Dementia WARNING: Study reveals brain damage can be caused by single hit on the head

Concerns had been raised surrounding the long-term results of contact sports activities after a sequence of high-profile athletes developed degenerative mind circumstances.

Legendary boxer Muhammad Ali was recognized with Parkinson’s syndrome in 1984, simply three years after retiring from boxing, which his docs attributed to boxing-related accidents.

England striker Jeff Astle, who was famend for heading the ball, additionally died of persistent traumatic encephalopathy on the age of 59, which is brought on by repeated minor traumas to the pinnacle.

Willie Stewart, a neuropathologist on the University of Glasgow and head researcher on the challenge, underlined the similarity between repetitive minor traumas skilled involved sports activities with extreme head accidents.

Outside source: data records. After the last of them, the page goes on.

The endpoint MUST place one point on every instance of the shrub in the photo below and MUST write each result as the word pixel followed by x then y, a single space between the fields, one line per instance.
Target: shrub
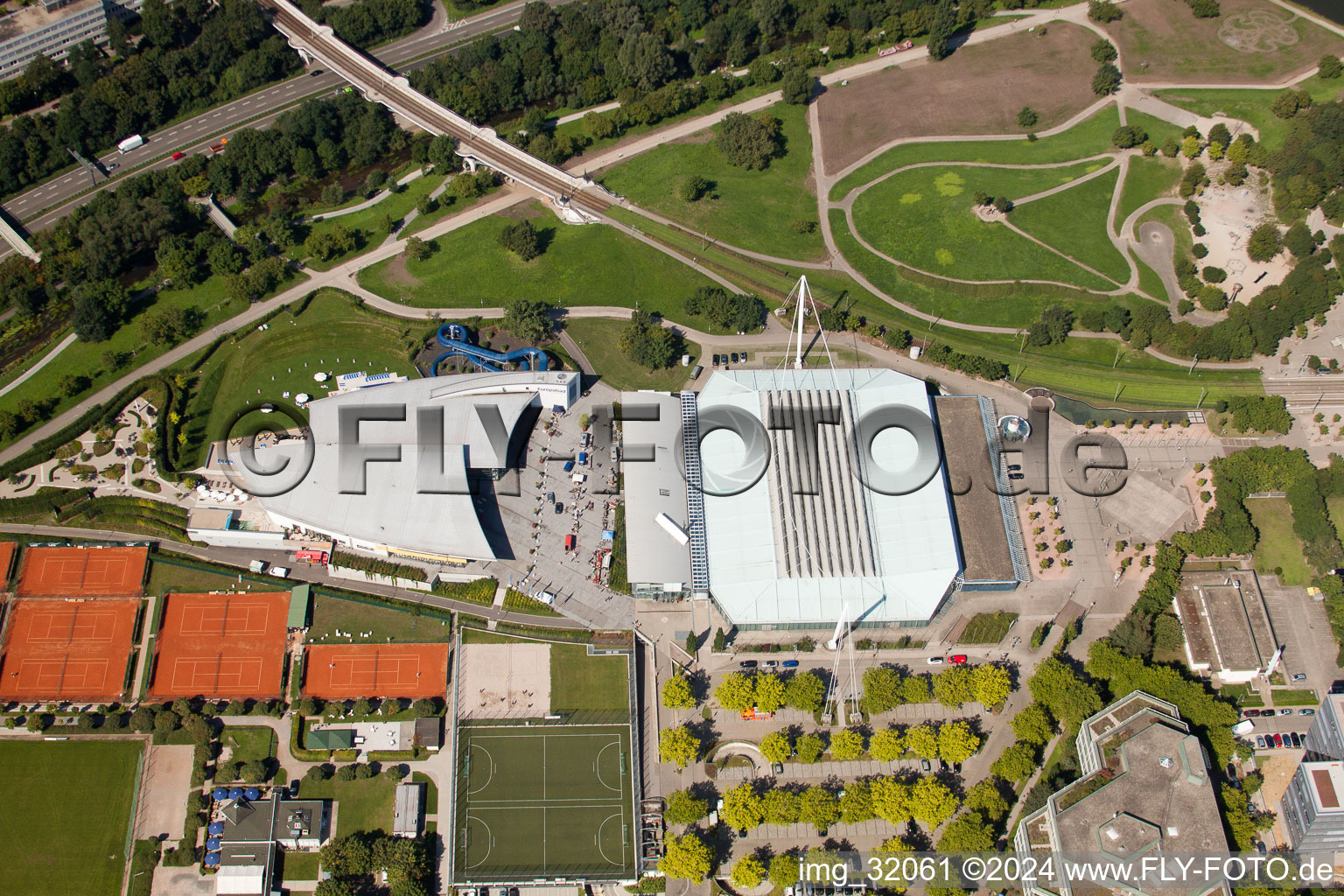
pixel 1103 11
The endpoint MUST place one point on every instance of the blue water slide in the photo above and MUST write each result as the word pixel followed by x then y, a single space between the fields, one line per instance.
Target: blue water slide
pixel 454 339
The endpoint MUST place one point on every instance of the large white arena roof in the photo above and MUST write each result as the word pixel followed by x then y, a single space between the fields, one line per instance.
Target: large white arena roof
pixel 396 511
pixel 780 557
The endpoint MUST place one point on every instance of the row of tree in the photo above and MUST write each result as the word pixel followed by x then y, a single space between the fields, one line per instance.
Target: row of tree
pixel 737 312
pixel 584 54
pixel 368 858
pixel 887 687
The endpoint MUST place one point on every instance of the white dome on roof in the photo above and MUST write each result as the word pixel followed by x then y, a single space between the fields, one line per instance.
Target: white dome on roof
pixel 1013 429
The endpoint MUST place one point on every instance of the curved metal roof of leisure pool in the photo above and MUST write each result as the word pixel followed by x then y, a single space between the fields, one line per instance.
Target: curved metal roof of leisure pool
pixel 416 504
pixel 779 556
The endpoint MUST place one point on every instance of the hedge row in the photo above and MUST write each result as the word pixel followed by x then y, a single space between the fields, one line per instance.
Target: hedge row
pixel 47 501
pixel 378 566
pixel 478 592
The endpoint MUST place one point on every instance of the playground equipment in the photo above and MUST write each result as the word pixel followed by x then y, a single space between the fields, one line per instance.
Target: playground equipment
pixel 454 339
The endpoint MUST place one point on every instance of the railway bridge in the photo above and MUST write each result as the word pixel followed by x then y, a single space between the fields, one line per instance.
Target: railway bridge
pixel 577 200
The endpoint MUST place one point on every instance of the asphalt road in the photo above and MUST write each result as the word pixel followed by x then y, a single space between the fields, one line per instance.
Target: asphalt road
pixel 47 203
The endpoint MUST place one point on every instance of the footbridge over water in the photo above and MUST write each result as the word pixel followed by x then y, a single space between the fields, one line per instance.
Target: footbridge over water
pixel 577 200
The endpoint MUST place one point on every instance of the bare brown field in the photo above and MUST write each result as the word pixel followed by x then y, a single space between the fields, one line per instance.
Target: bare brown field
pixel 976 90
pixel 1271 45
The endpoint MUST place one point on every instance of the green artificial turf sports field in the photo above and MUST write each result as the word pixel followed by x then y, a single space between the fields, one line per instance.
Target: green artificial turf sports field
pixel 551 801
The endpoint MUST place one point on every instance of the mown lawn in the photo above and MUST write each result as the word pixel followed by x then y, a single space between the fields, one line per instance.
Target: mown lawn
pixel 370 225
pixel 1158 130
pixel 330 335
pixel 1074 222
pixel 361 805
pixel 164 578
pixel 248 742
pixel 579 682
pixel 1250 105
pixel 987 627
pixel 1082 368
pixel 92 359
pixel 925 218
pixel 1148 178
pixel 591 265
pixel 1018 308
pixel 1178 47
pixel 754 210
pixel 1086 138
pixel 1278 546
pixel 65 816
pixel 598 340
pixel 298 865
pixel 386 624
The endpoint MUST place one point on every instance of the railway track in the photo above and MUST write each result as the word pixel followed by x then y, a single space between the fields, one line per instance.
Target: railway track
pixel 576 199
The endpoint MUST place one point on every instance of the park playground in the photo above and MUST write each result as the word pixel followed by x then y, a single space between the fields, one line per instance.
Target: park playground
pixel 550 801
pixel 84 572
pixel 220 645
pixel 67 649
pixel 353 670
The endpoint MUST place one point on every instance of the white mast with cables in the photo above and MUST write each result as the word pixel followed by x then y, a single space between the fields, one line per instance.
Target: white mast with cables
pixel 852 690
pixel 804 304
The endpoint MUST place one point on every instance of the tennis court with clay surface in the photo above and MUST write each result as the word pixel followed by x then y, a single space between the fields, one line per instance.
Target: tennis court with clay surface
pixel 354 670
pixel 84 572
pixel 67 649
pixel 220 645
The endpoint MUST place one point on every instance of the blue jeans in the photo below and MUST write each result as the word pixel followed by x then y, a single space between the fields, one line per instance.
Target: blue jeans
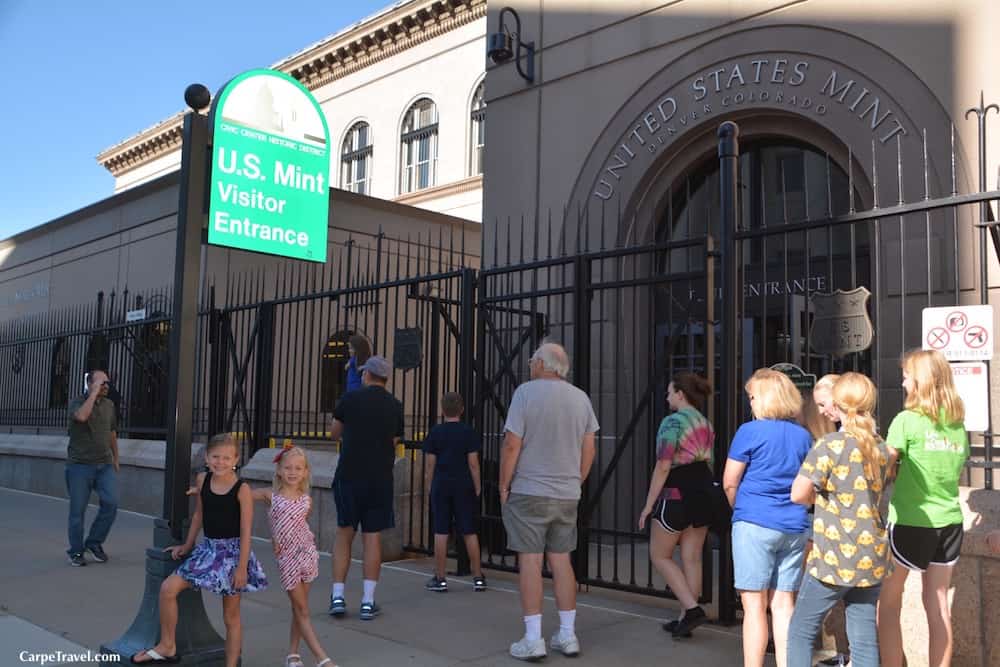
pixel 814 601
pixel 81 479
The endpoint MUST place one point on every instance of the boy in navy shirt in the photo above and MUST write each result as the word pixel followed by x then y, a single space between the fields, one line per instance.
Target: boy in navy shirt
pixel 452 450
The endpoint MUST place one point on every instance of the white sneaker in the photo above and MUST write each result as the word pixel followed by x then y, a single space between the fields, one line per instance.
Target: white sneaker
pixel 528 649
pixel 567 643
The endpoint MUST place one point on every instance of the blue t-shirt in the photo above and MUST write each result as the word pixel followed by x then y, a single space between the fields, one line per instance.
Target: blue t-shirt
pixel 773 451
pixel 451 443
pixel 353 375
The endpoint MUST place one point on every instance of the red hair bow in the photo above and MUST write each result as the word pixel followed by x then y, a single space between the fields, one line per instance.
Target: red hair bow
pixel 284 448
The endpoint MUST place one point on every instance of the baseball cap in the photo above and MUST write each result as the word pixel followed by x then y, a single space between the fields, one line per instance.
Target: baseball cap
pixel 377 365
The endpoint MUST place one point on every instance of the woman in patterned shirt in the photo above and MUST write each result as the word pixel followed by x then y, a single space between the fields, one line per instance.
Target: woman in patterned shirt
pixel 678 497
pixel 844 474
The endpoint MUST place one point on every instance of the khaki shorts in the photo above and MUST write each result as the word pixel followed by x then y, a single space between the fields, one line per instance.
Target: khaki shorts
pixel 537 525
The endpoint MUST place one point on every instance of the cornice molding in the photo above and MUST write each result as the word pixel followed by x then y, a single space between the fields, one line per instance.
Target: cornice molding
pixel 340 55
pixel 439 191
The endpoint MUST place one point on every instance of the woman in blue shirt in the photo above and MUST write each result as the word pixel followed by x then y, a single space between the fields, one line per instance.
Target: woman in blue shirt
pixel 769 530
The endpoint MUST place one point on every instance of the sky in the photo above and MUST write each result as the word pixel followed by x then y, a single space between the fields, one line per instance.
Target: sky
pixel 79 77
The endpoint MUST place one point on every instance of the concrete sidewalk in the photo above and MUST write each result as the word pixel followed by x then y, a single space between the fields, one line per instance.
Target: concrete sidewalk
pixel 50 605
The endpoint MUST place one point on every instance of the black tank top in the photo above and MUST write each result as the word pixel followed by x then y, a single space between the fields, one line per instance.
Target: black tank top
pixel 220 514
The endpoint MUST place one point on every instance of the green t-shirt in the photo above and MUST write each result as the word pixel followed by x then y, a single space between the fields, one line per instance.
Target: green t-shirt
pixel 931 458
pixel 90 441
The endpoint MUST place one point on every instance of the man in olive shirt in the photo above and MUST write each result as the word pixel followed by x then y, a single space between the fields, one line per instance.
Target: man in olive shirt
pixel 91 465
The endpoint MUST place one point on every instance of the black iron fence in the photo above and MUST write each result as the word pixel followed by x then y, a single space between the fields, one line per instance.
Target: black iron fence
pixel 829 278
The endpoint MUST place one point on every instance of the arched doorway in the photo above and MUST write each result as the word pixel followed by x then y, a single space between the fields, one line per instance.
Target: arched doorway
pixel 333 369
pixel 785 184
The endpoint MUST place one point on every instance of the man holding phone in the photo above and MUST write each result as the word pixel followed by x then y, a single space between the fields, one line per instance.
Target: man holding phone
pixel 92 465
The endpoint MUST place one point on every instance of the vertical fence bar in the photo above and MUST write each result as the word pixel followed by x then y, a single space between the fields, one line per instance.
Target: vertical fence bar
pixel 729 151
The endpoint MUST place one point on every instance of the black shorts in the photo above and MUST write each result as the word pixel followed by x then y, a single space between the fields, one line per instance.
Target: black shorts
pixel 368 503
pixel 915 548
pixel 456 502
pixel 676 515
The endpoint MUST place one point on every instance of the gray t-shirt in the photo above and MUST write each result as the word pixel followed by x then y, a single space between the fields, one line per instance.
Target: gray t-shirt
pixel 551 417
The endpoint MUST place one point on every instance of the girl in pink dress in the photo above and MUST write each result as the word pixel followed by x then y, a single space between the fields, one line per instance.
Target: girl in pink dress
pixel 294 546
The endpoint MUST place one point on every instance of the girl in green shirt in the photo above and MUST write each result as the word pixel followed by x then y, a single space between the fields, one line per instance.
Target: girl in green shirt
pixel 925 519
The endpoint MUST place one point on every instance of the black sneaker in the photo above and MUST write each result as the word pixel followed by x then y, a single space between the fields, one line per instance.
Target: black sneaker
pixel 337 606
pixel 692 619
pixel 669 627
pixel 369 610
pixel 98 553
pixel 437 584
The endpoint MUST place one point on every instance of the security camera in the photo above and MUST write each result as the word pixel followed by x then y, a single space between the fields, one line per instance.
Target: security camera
pixel 500 47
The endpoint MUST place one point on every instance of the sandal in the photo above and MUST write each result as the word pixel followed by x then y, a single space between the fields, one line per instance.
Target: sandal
pixel 157 659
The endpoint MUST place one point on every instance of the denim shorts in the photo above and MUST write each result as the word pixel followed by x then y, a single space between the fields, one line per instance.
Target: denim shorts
pixel 767 559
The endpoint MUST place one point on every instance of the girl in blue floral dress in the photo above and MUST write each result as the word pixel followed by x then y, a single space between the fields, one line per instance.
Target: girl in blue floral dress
pixel 221 563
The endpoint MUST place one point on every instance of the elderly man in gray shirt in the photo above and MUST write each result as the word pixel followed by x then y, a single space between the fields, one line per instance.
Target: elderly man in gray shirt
pixel 547 453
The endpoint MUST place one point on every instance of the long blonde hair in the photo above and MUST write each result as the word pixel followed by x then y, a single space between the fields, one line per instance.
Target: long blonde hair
pixel 775 397
pixel 855 396
pixel 305 484
pixel 934 394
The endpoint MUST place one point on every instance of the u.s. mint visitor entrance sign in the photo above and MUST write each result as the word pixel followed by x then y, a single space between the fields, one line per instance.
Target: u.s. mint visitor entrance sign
pixel 270 168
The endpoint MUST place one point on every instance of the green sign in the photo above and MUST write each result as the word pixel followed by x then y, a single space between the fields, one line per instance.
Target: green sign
pixel 270 168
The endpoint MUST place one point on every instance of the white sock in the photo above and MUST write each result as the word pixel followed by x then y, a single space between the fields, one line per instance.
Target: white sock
pixel 533 627
pixel 369 593
pixel 567 621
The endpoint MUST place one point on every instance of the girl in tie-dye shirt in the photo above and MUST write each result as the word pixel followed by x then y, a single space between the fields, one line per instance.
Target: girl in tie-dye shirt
pixel 679 499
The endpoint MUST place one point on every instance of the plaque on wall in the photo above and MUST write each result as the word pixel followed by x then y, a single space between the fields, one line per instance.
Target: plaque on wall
pixel 407 348
pixel 803 381
pixel 840 323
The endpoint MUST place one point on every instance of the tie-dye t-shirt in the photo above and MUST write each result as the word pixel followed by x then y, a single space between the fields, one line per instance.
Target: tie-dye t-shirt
pixel 849 535
pixel 684 437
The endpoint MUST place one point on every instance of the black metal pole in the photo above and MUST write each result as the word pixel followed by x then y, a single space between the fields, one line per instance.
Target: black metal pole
pixel 183 329
pixel 729 247
pixel 581 378
pixel 466 382
pixel 984 285
pixel 196 640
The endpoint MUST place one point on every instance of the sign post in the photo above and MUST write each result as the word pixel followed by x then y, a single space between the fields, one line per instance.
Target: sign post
pixel 268 192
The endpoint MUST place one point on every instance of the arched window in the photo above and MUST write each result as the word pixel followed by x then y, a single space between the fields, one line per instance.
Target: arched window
pixel 356 158
pixel 419 147
pixel 477 139
pixel 59 375
pixel 333 370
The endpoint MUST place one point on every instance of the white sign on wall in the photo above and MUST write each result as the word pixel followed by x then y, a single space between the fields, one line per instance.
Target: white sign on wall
pixel 135 315
pixel 960 333
pixel 971 382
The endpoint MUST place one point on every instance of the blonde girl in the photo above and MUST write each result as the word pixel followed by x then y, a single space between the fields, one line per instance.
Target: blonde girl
pixel 844 475
pixel 221 563
pixel 928 439
pixel 294 546
pixel 823 396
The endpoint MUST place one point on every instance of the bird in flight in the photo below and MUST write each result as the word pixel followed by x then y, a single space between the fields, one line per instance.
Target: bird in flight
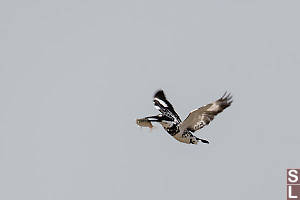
pixel 183 130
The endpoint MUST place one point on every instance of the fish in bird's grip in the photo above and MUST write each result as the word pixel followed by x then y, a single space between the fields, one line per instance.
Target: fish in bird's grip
pixel 143 122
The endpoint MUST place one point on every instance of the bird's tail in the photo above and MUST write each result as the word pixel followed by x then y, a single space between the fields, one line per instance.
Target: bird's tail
pixel 202 140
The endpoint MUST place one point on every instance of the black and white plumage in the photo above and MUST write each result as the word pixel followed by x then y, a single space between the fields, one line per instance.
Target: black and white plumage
pixel 197 119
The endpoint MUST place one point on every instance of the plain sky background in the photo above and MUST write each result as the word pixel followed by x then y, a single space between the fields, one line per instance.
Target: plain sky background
pixel 74 76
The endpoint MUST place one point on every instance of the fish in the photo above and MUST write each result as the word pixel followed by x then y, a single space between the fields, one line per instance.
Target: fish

Writing within the journal Brain, he mentioned: “There is a false assumption that being hit by a automobile produces a special mind harm to being hit on a rugby discipline 1000’s of occasions throughout your profession.

“Underpinning it, the organic processes are very related if not the identical.

“It is just the dose of the injury which is different.”

The research revealed a single traumatic mind harm can produce a defective type of a typical neural protein, which might then unfold all through the complete mind.

The scientists discovered that ‘tau’ proteins, that are sometimes situated all through the mind and maintain mind cells collectively, turned ‘defective’ on the web site of harm and irregular kinds had been deposited throughout the mind.

They discovered that the deposit of irregular types of tau proteins was way more widespread in sufferers with mind accidents and traumas, than these with wholesome brains.

Mr Stewart mentioned: “One of the hanging options after we take a look at the brains of people that’ve been uncovered to mind harm is the irregular deposition of tau.

“It seems this irregular protein can ‘seed’ or unfold via the mind.

“It’s like a grain of sand in an oyster.”

Mr Stewart famous that when tau proteins develop into “abnormally folded” via mind accidents, they’ll transmit their irregular shapes to different proteins, creating an “evolving pathology”.

The scientist raised the potential of treating trauma-related dementia by “targeting the tau protein and stopping it from spreading”.

In an optimist conclusion, he mentioned: “It gives us a novel way of challenging dementia.”